Ease of Writing SQL Code

One distinct advantage of writing stored T-SQL procedures is that you get a syntax check directly. With dynamic SQL, a trivial syntax error may not show up until run time. Even if you test your code carefully, there may be some query, or some variation of a query, that is only run in odd cases and not covered in your test suite.

It must be admitted that the strength of this argument is somewhat reduced by the fact that T-SQL is not too industrious on reporting semantic errors. Because of deferred name resolution, SQL Server will not examine queries in stored procedures, where one or more tables are missing, be that misspellings or temp tables created within the procedure. Nevertheless, SQL Server does report sufficiently many errors, for this to be a very important reason to use stored procedures.

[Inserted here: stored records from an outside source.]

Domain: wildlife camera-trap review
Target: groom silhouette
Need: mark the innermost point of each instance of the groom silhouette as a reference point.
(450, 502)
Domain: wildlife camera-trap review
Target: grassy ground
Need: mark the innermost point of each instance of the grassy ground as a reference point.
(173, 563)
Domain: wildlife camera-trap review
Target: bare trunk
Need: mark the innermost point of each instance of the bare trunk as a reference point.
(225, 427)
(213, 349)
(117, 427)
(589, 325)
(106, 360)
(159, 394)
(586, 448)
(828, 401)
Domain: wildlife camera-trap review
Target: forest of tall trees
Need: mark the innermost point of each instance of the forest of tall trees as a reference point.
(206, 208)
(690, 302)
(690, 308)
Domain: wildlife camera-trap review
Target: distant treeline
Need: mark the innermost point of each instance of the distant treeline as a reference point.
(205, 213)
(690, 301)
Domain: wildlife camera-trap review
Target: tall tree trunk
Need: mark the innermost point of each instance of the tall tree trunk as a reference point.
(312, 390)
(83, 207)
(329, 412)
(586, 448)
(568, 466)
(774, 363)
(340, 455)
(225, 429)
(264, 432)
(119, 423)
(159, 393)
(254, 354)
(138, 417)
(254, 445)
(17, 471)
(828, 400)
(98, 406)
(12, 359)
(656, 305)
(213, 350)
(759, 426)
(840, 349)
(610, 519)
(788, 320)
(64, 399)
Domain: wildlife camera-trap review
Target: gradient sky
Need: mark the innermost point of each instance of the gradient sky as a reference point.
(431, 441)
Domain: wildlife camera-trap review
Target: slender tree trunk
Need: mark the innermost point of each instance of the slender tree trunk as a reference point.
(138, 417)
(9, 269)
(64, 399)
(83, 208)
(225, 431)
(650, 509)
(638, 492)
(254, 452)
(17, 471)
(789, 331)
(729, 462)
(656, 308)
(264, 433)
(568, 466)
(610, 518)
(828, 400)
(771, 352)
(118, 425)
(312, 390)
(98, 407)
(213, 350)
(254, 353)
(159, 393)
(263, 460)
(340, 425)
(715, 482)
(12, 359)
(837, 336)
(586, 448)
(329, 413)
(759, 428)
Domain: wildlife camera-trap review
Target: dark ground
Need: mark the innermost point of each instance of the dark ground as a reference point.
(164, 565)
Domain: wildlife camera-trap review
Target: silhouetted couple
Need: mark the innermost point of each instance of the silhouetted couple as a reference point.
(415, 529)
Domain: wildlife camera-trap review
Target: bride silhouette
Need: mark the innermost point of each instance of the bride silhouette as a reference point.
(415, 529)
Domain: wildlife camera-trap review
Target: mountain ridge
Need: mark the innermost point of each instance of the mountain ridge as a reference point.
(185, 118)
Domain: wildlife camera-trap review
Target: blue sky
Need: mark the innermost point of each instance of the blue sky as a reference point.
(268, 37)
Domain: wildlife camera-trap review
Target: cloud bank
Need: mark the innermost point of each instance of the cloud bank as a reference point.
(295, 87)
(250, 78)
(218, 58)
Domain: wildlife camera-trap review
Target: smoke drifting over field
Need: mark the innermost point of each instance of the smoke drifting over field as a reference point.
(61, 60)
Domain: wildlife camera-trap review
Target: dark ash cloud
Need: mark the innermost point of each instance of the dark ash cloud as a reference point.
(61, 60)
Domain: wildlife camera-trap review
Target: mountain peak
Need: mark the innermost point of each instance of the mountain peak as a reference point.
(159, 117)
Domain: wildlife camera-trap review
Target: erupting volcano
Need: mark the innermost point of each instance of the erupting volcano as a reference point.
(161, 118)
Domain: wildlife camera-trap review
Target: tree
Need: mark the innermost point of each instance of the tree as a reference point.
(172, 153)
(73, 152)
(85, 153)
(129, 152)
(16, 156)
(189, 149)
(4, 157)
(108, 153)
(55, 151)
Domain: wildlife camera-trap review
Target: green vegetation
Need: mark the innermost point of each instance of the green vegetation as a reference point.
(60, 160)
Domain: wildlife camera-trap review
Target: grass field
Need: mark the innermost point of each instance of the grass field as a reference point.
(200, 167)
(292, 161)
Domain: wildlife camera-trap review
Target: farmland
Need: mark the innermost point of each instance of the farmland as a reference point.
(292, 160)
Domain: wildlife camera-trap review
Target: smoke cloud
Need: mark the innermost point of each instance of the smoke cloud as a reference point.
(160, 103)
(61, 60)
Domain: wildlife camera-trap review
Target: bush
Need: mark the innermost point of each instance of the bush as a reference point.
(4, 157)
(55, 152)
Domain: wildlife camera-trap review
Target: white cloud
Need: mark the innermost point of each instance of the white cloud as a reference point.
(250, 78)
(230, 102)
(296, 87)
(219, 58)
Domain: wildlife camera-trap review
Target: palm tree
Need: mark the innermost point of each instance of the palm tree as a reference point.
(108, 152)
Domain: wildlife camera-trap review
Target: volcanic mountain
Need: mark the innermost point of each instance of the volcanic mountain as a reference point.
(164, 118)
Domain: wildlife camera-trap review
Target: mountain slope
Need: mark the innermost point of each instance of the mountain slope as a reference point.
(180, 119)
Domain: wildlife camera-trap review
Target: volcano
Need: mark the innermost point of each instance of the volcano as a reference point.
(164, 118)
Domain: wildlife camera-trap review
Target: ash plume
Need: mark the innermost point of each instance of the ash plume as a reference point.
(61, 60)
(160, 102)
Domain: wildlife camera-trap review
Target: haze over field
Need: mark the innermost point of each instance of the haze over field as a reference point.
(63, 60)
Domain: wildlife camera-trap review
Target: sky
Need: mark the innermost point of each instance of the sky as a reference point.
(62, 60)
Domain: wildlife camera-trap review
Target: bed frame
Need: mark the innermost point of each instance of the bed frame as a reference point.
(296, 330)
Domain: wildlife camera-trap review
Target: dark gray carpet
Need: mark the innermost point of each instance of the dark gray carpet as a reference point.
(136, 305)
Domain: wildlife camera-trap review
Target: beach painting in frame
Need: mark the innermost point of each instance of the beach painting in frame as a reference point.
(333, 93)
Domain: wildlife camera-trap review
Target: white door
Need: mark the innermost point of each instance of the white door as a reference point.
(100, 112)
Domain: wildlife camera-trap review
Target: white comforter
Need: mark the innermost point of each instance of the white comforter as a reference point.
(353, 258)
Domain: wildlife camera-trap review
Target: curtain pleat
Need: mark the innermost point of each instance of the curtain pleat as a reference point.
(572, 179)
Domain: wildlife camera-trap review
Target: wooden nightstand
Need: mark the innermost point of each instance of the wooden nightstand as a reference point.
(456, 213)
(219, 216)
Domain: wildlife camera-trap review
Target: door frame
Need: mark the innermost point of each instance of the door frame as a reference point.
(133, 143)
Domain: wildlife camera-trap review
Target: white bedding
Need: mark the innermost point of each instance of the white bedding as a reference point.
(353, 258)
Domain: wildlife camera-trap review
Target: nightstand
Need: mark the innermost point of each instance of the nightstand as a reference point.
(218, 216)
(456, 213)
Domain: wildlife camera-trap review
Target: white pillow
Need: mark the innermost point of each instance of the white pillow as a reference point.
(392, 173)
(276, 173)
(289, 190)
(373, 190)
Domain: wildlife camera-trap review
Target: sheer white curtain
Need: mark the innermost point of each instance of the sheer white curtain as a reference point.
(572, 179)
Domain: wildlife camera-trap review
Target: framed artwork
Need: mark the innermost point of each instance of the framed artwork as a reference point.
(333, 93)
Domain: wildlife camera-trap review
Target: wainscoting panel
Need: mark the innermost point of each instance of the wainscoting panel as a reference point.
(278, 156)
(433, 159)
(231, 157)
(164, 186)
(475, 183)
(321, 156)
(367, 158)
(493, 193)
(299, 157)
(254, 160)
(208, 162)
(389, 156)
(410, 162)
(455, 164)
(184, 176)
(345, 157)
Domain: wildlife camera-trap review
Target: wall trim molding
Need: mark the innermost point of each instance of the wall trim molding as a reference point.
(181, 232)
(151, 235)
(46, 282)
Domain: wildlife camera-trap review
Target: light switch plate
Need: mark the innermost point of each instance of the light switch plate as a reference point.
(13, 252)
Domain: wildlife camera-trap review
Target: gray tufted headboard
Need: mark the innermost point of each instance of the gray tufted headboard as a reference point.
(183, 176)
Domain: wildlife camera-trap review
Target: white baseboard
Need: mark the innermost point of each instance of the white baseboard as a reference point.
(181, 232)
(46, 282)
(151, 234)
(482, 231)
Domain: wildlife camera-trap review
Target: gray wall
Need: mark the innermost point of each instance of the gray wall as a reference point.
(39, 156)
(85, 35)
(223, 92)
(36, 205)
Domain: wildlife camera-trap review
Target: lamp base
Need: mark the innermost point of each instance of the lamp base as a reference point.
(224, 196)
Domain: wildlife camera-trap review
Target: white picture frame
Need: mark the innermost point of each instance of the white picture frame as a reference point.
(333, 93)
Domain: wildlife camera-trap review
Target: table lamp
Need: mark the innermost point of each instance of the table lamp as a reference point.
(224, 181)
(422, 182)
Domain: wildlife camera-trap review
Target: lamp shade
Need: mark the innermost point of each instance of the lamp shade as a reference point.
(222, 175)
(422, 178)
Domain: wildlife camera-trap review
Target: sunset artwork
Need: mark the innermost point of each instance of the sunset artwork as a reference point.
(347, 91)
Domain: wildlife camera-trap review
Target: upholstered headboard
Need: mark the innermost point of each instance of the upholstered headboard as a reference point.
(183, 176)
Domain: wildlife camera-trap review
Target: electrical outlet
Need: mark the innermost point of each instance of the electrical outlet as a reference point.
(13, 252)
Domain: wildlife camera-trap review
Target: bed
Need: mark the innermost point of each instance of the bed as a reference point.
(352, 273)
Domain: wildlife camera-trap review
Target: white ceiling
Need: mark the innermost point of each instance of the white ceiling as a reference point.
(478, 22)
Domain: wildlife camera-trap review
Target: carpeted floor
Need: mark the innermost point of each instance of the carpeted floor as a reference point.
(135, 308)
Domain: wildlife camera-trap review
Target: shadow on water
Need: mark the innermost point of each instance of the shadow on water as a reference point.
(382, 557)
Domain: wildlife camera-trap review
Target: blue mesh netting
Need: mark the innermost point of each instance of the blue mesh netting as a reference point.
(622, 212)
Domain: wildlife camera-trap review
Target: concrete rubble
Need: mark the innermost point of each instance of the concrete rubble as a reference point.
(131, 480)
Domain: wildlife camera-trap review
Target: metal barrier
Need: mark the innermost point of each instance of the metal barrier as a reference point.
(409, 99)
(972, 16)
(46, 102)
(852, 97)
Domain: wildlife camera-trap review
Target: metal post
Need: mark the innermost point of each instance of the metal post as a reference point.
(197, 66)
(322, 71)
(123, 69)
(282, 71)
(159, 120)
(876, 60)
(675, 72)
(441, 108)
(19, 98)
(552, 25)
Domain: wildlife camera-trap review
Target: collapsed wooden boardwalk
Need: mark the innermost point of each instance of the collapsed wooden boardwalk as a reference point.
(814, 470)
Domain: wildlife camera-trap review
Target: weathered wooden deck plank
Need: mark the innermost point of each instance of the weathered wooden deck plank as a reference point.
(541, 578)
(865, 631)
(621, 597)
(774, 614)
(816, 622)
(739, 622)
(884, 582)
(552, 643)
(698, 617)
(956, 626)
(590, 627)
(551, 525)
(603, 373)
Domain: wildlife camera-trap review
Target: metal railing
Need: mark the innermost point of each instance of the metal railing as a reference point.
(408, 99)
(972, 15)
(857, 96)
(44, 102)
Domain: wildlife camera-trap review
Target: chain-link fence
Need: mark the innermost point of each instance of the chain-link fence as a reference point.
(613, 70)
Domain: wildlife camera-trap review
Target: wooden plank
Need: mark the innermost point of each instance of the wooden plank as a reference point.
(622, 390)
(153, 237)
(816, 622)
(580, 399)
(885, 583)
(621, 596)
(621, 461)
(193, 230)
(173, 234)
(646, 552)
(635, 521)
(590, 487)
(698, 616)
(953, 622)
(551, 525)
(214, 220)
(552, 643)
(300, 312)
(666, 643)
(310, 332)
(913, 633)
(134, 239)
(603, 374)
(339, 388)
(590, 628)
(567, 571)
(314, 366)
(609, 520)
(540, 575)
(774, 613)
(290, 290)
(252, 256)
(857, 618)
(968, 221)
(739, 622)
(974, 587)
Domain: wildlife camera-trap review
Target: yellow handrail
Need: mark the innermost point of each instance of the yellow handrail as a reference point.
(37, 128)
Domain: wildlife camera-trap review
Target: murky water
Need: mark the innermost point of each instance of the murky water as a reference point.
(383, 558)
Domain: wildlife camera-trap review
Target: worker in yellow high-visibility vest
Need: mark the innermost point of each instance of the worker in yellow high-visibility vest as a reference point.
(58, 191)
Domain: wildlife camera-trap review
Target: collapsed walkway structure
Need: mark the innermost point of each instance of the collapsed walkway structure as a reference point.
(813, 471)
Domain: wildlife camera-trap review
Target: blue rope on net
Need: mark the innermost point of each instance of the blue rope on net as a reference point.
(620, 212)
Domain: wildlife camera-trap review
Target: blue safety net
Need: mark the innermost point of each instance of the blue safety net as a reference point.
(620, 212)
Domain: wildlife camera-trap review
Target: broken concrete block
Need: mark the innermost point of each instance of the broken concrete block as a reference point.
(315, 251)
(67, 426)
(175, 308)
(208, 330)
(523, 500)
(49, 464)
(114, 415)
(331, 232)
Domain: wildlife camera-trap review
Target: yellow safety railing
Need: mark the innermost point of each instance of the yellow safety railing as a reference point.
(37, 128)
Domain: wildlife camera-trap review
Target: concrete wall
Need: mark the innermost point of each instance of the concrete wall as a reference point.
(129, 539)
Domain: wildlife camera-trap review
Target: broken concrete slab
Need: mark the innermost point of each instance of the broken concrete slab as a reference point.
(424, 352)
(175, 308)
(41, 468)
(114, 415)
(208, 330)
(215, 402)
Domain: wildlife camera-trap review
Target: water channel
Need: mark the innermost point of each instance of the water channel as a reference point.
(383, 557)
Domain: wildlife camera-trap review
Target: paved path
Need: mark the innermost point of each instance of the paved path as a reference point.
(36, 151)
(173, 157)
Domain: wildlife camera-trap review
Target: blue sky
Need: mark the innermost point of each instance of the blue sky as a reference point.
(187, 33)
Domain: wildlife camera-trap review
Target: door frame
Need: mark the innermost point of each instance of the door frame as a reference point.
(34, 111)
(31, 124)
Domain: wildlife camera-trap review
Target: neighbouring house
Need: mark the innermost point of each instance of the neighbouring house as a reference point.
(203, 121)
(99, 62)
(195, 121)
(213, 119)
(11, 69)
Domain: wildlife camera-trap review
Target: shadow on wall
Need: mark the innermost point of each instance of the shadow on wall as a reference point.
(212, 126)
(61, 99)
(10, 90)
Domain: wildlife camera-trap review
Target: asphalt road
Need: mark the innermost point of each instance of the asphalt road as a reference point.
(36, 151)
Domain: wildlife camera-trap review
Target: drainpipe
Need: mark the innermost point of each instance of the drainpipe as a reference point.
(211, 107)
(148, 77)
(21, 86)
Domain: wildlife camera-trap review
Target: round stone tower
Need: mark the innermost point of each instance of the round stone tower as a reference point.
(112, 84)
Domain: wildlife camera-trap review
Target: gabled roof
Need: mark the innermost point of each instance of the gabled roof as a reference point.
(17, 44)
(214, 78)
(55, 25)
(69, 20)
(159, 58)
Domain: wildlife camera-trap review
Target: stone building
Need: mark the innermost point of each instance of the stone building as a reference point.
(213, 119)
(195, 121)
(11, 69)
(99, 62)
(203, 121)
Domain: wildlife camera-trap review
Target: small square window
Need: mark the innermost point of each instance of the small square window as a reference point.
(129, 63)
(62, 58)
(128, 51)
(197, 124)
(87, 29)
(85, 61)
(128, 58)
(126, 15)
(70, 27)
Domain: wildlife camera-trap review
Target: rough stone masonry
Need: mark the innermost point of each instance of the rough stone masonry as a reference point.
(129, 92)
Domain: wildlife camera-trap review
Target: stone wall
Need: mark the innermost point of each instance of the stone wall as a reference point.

Another side of this coin is that when you write dynamic SQL, you embed the SQL code into strings, which makes programming far more complex. Your SQL code is a string delimited by single quotes(), and this string may include strings itself, and to include a single quote into the string you need to double it. You can easily get lost in a maze of quotes if you don’t watch out. (In the article “Good Coding Practices and Tips for Dynamic SQL article link”, we will look a little closer on how to deal with this problem.) The most commonly used client languages with T-SQL – Visual Basic, C#, C++, VBScript – all use the double quote () as their string delimiter, so dynamic SQL in client code or CLR stored procedures is less prone to that particular problem. Then again, in VB you don’t have multi-line strings, so at the end of each line you must have a double quote, an ampersand and an underscore for continuation. It sure does not serve to make coding easier. You are relieved from all this hassle, if you use stored procedures with static SQL only.

Addressing Bugs and Problems

Somewhat surprisingly, one of the strongest arguments for stored procedures today may be that they permit you to quickly address bugs and performance problems in the application.

Say that you generate SQL statements in your application, and that there is an error in it. Or that it simply performs unbearably slow. To fix it, you need to build a new executable or DLL, which is likely to contain other code that also has changed since the module was shipped. This means that before the fix can be put into production, the module must go through QA and testing.

On the other hand, if the problem is in a stored procedure, and the fix is trivial, you may be able to deploy a fix into production within an hour after the problem was reported.

This difference is even more emphasized, if you are an ISV and you ship a product that the customer is supposed administer himself. If your application uses stored procedures, a DBA may be able to address problems directly without opening a support case. For instance, if a procedure runs unacceptably slow, he may be able to fix that by adding an index hint. In contrast, with an application that generates SQL in the client, his hands will be tied. Of course, as an ISV you may not want your customers to poke around in your code, even less to change it. You may also prefer to ship your procedures WITH ENCRYPTION to protect your intellectual property, but this is best controlled through license agreements. (If you encrypt your procedures, the DBA can still change them, if he can find a way to decrypt them.)

In this case, it does not matter whether the stored procedure uses static SQL only, or if it also uses dynamic SQL. For CLR procedures it depends on many objects you have in your assemblies. If you have one assembly per object, installing a new version of a CLR procedure is as simple as replacing a T-SQL procedure.